To clarify the number of fruits derived from bisexual and female flowers with short ovaries produced on both the main stem and lateral branches throughout the growth period in the F4 cucumber plants (mmFF) generated through continuous self-fertilization of the F2 individual 45 (mmFF), 10 individuals were investigated. The main stem exhibited 15 fruits derived from bisexual flowers with short ovaries (Fig. 5g), whereas no fruits derived from female flowers with short ovaries were observed (Table 3). On the lateral branches, 8 fruits were derived from bisexual flowers with short ovaries (Fig. 5h), whereas 10 fruits were derived from female flowers with short ovaries (Fig. 5o, v) (Table 3). All fruits exhibited a light yellow color (Fig. 5g, h, o, v). On the main stem, the shape of the fruits derived from bisexual flowers with short ovaries (Fig. 5g) was spherical. Likewise, the shape of the fruits derived from female flowers with short ovaries (Fig. 5o, v) was spheroidal, akin to that of the fruits derived from bisexual flowers with short ovaries (Fig. 5h) on the lateral branches. Thus, the shape of the fruits derived from female flowers with short ovaries closely resembled that of the fruits derived from bisexual flowers on the lateral branches in the 10 F4 plants (mmFF) generated through continuous self-fertilization of the F2 individual 45 (mmFF). Compared to ‘Lemon’ (mmff) cucumber plants, the 10 F4 cucumber plants (mmFF) generated through continuous self-fertilization of the F2 individual 45 (mmFF) exhibited early differentiation of female flowers with short ovaries, particularly on the lateral branches, facilitating cross-pollination and fruit set.

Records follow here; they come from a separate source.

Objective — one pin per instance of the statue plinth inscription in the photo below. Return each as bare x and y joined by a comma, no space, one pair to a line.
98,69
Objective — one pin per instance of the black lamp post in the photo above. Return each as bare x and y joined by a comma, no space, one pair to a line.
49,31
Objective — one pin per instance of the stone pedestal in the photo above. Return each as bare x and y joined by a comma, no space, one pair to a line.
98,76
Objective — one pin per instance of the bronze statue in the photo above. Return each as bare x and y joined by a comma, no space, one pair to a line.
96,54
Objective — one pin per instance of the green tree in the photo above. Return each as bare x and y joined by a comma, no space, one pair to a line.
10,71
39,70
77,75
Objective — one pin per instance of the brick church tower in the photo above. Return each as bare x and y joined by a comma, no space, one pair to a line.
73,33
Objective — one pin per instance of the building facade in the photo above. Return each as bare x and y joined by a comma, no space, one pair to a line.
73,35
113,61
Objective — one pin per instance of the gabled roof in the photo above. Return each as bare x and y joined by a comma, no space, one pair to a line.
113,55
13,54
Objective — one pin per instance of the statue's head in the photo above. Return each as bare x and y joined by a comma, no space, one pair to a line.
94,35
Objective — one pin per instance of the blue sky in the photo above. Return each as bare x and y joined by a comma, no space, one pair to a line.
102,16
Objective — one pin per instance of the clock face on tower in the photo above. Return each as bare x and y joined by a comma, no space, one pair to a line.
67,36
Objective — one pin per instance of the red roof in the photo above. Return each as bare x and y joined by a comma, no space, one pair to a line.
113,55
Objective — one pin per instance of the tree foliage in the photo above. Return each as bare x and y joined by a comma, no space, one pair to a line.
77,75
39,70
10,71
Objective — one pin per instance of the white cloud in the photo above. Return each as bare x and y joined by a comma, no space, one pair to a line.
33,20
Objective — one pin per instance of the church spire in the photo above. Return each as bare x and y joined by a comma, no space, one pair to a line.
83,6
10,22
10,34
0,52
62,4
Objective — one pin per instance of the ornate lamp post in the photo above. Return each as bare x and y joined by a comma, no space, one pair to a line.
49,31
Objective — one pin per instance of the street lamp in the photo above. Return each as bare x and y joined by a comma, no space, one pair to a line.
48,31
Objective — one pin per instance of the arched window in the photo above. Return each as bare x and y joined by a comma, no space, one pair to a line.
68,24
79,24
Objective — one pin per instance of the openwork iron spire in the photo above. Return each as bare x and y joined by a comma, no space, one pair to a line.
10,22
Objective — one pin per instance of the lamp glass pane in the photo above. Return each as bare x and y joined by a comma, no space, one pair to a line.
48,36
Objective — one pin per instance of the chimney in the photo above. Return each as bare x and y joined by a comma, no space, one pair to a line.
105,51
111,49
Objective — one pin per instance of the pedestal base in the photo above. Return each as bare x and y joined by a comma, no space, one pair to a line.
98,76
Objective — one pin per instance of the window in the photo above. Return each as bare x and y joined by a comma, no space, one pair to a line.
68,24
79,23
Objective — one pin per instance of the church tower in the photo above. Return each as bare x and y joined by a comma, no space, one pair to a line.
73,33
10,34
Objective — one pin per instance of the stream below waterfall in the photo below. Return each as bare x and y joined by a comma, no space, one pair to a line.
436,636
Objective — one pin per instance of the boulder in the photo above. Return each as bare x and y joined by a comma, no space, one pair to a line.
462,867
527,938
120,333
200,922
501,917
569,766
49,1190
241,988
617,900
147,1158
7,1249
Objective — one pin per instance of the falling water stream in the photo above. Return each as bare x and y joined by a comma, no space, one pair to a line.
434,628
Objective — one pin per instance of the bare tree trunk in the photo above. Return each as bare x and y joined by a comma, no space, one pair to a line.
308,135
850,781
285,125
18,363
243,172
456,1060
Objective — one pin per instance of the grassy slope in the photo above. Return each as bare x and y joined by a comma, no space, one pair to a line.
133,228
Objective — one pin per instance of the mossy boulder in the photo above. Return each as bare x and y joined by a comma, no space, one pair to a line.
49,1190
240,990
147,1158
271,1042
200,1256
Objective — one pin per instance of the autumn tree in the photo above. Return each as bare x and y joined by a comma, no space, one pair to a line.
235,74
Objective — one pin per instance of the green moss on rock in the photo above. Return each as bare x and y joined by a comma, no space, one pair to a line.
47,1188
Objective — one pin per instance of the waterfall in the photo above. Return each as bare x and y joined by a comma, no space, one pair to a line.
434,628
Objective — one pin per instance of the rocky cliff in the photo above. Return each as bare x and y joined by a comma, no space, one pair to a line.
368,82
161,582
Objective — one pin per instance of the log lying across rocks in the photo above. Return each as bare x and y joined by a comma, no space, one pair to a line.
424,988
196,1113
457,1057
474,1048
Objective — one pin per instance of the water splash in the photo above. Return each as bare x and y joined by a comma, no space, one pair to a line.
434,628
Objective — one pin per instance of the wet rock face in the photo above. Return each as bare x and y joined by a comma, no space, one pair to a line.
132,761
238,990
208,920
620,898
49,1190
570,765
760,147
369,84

Analysis of the sex phenotype of F 5 cucumber plants (mmFF) generated through continuous self-fertilization of the F2 individual 45 (mmFF)
To investigate the heredity of the sex phenotype in the F4 cucumber plants (mmFF) generated through continuous self-fertilization of the F2 individual 45 (mmFF), the sex phenotype of the F5 cucumber plants (mmFF) generated through self-fertilization of the F4 plants (mmFF) was analyzed. The sex phenotype of all 6 F5 plants (mmFF) derived from the trimonoecious F4 individual 45-1-2 (mmFF) was trimonoecious (Table 3). The sex phenotype of the 6 F5 plants (mmFF) derived from the andromonoecious F4 individual 45-1-3 (mmFF) was as follows: 5 F5 plants (mmFF) were trimonoecious and 1 F5 plant (mmFF) was andromonoecious (Table 3). The sex phenotype of the 7 F5 plants (mmFF) derived from the trimonoecious F4 individual 45-1-7 (mmFF) was as follows: 4 F5 plants (mmFF) were trimonoecious and 3 F5 plants (mmFF) were andromonoecious (Table 3). The sex phenotype of all 6 F5 plants (mmFF) derived from the trimonoecious F4 individual 45-1-8 (mmFF) was trimonoecious (Table 3). Thus, there were no clear genetic rules governing the determination of sex phenotypes (trimonoecious or andromonoecious), specifically regarding the production of female flowers with short ovaries in cucumber plants carrying the mm gene (CS-ACS2 gene with c.97G > T mutation).